Pro-inflammatory cytokines
Chronic inflammation is associated with a variety of diseases (e.g., diabetes, cardiovascular disease, cancer) and mortality (Bruunsgaard et al., 2003; Gan et al., 2004; Holmes et al., 2009), and high levels of pro-inflammatory cytokines, such as IL-6 and TNF-α, have previously been reported to be associated with social variables (e.g., low social status, low social integration, poor quality relationships, loneliness) in both humans and rhesus macaques (Marucha et al., 2005; Friedman et al., 2005; Uchino et al., 2012; Vandeleest et al., 2016; Capitanio, Cacioppo & Cole, 2019). Therefore, we chose to measure serum levels of IL-6 and TNF-α as a general biomarker of health. Serum levels of IL-6 and TNF-α were measured simultaneously using commercially available, species specific Milliplex multi-analyte profiling (MAP) reagents purchased from EMD/Millipore (Billerica, MA, USA), and utilizing Luminex Xmap technology (Luminex, Austin, TX, USA). Color coded polystyrene microbeads coated with specific antibodies for IL-6 and TNF-α were incubated with the serum samples, washed, and then further reacted with biotinylated detector antibodies followed by Streptavidin-PE to label the immune complexes on the beads. After a final washing to remove all unbound material, the beads were interrogated in a BioPlex dual laser (BioRad, Hercules, CA, USA). The median fluorescent index for each sample was compared to a standard curve to calculate the concentration (IL-6: mean = 12.55 pg/mL, sd = 46.92, range = 0–690; TNF-α: mean = 185.0 pg/mL, sd = 442.27, range = 0–4052; see Fig. S2 for histograms). Samples were tested in duplicate and had an intra-assay coefficient of variability of 15.3%. Samples were re-analyzed if the CV was greater than 25% for all analytes measured. Manufacturer provided quality control samples fell within recommended ranges for all assays.
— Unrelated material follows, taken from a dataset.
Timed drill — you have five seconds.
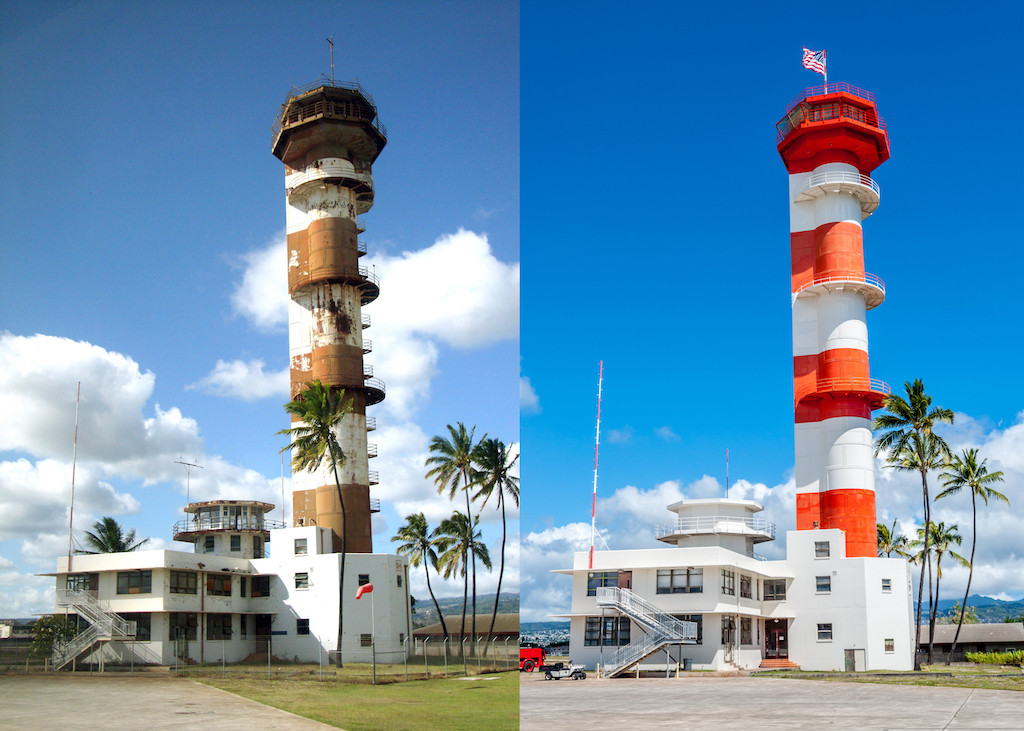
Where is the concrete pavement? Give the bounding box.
[519,673,1024,731]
Samples falling below the threshold sensitivity of the assay (1.6 pg/mL) were assigned a value of zero (IL-6: N = 77, TNF-α: N = 56).
Statistical analysis
Two sets of analyses were done to determine whether (1) multiplex vs uniplex grooming networks, multiplex vs uniplex contact sitting networks, or all grooming and all contact sitting networks differ in structure and relationships to known social features of rhesus macaques (e.g., kin bias, hierarchical organization), and (2) whether network metrics from these networks predicted biomarkers of inflammation, with a specific focus on the relative impact of multiplex vs. uniplex (or grooming vs. contact sitting) network position on inflammation.
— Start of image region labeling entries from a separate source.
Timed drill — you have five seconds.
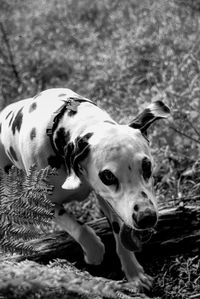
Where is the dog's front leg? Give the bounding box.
[97,195,152,290]
[55,205,105,265]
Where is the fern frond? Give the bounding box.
[0,165,56,254]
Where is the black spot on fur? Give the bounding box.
[9,146,18,161]
[64,133,93,175]
[4,164,12,173]
[30,128,36,140]
[68,110,77,116]
[6,111,12,119]
[59,93,66,97]
[33,92,42,99]
[12,107,23,134]
[47,155,64,169]
[112,221,120,234]
[104,120,116,125]
[6,150,13,161]
[9,113,14,127]
[54,127,70,155]
[29,102,37,113]
[58,208,66,216]
[72,133,93,174]
[76,220,84,225]
[142,157,152,181]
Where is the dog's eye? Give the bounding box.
[142,157,152,181]
[99,169,118,186]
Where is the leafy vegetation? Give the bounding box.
[0,0,200,298]
[0,165,55,255]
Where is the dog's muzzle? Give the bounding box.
[132,208,158,229]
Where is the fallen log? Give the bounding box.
[13,204,200,279]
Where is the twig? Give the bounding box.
[0,22,21,85]
[170,126,200,144]
[186,116,200,137]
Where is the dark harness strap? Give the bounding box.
[46,97,96,156]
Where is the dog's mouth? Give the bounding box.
[120,224,155,251]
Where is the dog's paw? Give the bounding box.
[84,227,105,265]
[126,271,153,292]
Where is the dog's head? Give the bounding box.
[65,101,169,229]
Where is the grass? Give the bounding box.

First, due to the small sample size, paired t-tests were used to evaluate if network structure consistently differed across groups. Specifically, the structure of uniplex grooming vs. multiplex grooming, uniplex contact sitting vs. multiplex contact sitting, and all grooming vs. all contact sitting networks were compared for each social group. Network metrics examined included the degree of clustering (Newman’s modularity, clustering coefficient), kin bias (e.g., proportion of kin (kin partners/total social partners)), associations with rank (proportion of grooming up the hierarchy, rank disparity among grooming dyads), reciprocity, strength of relationships (average edge weight), and distribution of grooming (eigenvector centralization) across these network types. Normality of the differences was evaluated using the Shapiro–Wilk test, and if significant then Wilcoxon signed rank tests were used. As a final structural analysis, we examined the correlations between individual level network positions from these two network types (Fig. S3) to evaluate multicollinearity within networks and associations between networks.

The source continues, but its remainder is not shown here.